Have you ever thought about different animals, working together? Or heard the word "symbiosis"? Well that's exactly what symbiosis means! Symbiosis is any kind of close and longterm interaction, between two living creatures - either of the same species, or totally different ones! This process occurs all throughout nature, in various ways, however there are 3 main types of symbiosis.

  •  Mutualistic Symbiosis - This is the most "positive" form of symbiosis, and occurs when two creatures can BOTH benefit from a long term connection. Each species has something that helps the other, so everybody wins! An example of Mutualistic Symbiosis includes the Clownfish and the Ritteri Sea Anemone. The anemone has stinging tentacles that hurt most animals that come near, but the clownfish has special mucus that protects it! This allows the clownfish to live in the sea anemone, and be protected by other predators because of those stinging tentacles! In return, the clownfish is very territorial and will protect the anemone from any fish that want to eat it. This is Mutualistic Symbiosis because both creatures help each other, so they are better together than apart!
  • Commensalistic Symbiosis - This is kind of the "neutral" form of symbiosis, and will occur when ONE creature gains a benefit, however the other creatures IS NOT helped, or harmed either. One of the organisms can gain something from a close relationship to the other, but the other organism isn't bothered or gaining anything itself. An example of Commensalistic Symbiosis can be as simple as a spider building its web on a plant! The plant doesn't really gain anything or feel any harm from the spider, but the spider is able to make a home and feast on any insects that might come by!

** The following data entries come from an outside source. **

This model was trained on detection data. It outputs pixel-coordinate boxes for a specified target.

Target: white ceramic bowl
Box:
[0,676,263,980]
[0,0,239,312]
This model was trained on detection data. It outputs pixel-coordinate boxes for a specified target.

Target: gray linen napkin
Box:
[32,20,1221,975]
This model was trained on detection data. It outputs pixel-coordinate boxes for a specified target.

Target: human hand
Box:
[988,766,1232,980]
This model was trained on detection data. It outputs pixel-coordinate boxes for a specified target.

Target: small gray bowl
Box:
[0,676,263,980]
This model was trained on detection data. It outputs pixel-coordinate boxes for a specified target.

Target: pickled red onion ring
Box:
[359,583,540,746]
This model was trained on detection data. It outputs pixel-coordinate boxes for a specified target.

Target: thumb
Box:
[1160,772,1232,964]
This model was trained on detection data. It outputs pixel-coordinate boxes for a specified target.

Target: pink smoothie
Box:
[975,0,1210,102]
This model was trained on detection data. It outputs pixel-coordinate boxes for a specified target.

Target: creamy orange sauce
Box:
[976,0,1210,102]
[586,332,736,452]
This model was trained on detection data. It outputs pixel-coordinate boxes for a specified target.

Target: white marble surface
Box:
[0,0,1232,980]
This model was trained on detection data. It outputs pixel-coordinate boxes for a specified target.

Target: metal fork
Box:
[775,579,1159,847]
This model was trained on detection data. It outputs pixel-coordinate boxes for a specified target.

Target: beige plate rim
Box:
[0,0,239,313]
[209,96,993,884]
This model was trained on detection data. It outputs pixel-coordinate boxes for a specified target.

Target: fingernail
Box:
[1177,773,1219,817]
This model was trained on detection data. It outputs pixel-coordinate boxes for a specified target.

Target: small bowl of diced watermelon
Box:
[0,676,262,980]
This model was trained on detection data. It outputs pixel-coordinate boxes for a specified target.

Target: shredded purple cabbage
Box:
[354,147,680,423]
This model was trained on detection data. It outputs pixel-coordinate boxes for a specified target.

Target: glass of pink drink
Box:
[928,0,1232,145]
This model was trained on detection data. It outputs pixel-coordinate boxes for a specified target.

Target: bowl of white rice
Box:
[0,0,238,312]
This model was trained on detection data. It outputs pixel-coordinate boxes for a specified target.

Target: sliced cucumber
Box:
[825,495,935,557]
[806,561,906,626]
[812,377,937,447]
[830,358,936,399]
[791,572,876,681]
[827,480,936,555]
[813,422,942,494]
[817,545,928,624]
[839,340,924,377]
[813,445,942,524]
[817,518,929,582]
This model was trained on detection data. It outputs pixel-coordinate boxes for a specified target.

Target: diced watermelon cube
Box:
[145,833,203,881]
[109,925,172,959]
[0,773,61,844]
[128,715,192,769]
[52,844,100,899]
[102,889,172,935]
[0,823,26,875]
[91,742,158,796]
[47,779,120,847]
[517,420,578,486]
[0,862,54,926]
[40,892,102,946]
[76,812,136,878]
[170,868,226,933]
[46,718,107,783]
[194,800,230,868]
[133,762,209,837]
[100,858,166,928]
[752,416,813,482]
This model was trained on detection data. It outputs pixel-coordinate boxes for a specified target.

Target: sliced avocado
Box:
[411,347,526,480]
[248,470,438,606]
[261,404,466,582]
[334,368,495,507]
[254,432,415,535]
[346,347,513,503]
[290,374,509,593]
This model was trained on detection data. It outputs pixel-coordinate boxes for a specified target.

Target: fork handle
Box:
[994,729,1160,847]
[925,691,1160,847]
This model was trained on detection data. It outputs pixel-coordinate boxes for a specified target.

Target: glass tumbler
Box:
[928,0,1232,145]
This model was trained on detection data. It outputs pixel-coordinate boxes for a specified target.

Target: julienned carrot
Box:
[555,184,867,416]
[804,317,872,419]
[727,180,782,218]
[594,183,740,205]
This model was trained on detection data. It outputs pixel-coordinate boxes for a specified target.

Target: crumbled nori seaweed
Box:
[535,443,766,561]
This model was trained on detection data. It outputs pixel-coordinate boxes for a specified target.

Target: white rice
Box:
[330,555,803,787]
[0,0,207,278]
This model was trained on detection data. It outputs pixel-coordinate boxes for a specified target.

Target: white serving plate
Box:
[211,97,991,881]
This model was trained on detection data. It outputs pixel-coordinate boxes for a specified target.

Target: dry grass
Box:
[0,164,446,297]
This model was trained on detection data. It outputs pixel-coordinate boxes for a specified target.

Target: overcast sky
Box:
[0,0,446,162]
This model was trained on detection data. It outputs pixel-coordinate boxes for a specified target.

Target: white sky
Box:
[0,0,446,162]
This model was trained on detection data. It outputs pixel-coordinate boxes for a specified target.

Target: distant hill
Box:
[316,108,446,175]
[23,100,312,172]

  • Parasitic Symbiosis - This is the most "negative" form of symbiosis, because it occurs when ONE creature gains a benefit, however the other creature is HARMED, not helped. Parasitic Symbiosis happens when one organism lives on, or even inside, another organism known as the "host". Many times the host does not even know they have a parasite, while the parasite can survive and grow while harming the host. A very basic example of Parasitic Symbiosis would be those pesky Mosquitoes! They go from host to host, feeding on blood which takes away from the host, and even spread dangerous diseases! There are many other parasites that live inside other organisms, or stay attached for much longer than a mosquito landing on a host to feed.


All these forms of symbiosis can also come in 2 different types - Obligate Symbiosis, where one or both creatures need the other to survive! And then Facultative Symbiosis, where the creatures can live apart and they'll still survive, but one or both will gain a benefit if they do come together.